Qui comincia a nascere già l’equivoco: l’essere edicola votiva è limitativo rispetto all’essere cuneddhra. L’edicola votiva, più o meno piccolo altare o tempietto dedicato ad una divinità, è eretta per personale devozione sul muro della propria dimora, sulla colonna del giardino, nel cortile di casa: è una forma d’esternazione di un culto personale, di un’affezione, di devozione, della concretizzazione di un voto, appunto, della consacrazione di un luogo. Potremmo affermare che le edicolette votive sono la trasposizione di quello che in tempi lontani furono i lariari, le nicchie dove si custodivano le statuette degli antenati e dei protettori della domus:
La cuneddhra, quella storicamente propria del periodo che va dall’VIII al XVIII secolo, è molto di più: è lo strumento fisico di congiunzione dei percorsi, è il raccordo ideale tra il realismo ed il simbolismo del viaggiare (Vulgo: «s’ha fattu totte li cuneddhre» = si è fermato in ogni posto; figurato: ha tentato ogni strada; «si ferma a totte li cuneddhre» = fig.: attacca discorsi con tutti, non va dritto per la sua strada). La cuneddhra è, però, intrinsecamente indicatrice di percorsi e non di strade.
Per questo sorge un altro imperativo distinguo: noi, figli della civiltà delle strade asfaltare o ferrate, ora anche di quelle virtuali ed informatiche, abituati a ragionare per tratte, linee rette, caselli e “siti”, difficilmente apprezziamo la varietà e l’intrico fisico e mentale del percorso arcaico, quello che gli urbanisti chiamano percorso antropico.
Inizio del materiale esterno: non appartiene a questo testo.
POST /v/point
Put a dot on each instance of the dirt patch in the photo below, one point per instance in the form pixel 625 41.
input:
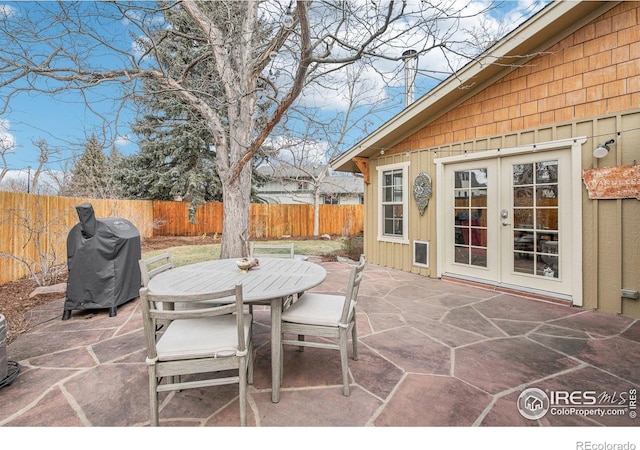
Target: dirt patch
pixel 14 296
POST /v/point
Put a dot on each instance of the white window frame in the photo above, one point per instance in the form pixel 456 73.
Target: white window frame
pixel 404 239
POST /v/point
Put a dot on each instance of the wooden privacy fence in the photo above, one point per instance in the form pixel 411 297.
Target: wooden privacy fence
pixel 266 220
pixel 33 225
pixel 34 228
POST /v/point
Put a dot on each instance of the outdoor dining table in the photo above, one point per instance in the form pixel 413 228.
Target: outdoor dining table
pixel 273 280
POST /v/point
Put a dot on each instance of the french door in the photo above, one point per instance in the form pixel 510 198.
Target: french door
pixel 509 221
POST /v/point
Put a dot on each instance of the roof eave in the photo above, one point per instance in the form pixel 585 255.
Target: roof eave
pixel 550 25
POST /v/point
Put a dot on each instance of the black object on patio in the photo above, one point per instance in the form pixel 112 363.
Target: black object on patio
pixel 102 258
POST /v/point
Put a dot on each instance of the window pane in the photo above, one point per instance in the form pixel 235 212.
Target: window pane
pixel 523 196
pixel 522 174
pixel 523 218
pixel 547 172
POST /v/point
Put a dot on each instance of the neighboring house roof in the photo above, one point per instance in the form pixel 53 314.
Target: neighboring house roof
pixel 290 172
pixel 553 23
pixel 331 184
pixel 339 184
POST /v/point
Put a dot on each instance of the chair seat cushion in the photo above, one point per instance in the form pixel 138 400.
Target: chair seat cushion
pixel 315 309
pixel 202 338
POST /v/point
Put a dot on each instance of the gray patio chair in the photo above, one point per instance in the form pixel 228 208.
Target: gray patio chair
pixel 259 250
pixel 331 317
pixel 197 342
pixel 151 267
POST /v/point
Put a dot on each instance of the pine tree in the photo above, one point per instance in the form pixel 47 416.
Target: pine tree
pixel 90 175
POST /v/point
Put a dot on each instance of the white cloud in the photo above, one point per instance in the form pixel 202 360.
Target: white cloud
pixel 7 11
pixel 7 140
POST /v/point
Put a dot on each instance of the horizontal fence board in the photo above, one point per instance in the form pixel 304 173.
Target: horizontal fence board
pixel 33 225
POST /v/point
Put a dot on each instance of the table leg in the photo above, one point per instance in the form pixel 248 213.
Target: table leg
pixel 276 347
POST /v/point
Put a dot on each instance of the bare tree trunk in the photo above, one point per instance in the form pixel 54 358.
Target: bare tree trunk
pixel 316 210
pixel 236 206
In periodi della storia in cui il tempo era un luogo marginale dello spirito, e non un tiranno come lo è ora, quel percorso era più uno spazio mentale legato all’errare mistico e stranito nella ricerca di se stessi, o di qualcosa, o della sopravvivenza, che non mosso dall’impellente brama del giungere al più presto, propria delle mentalità legate al consumo.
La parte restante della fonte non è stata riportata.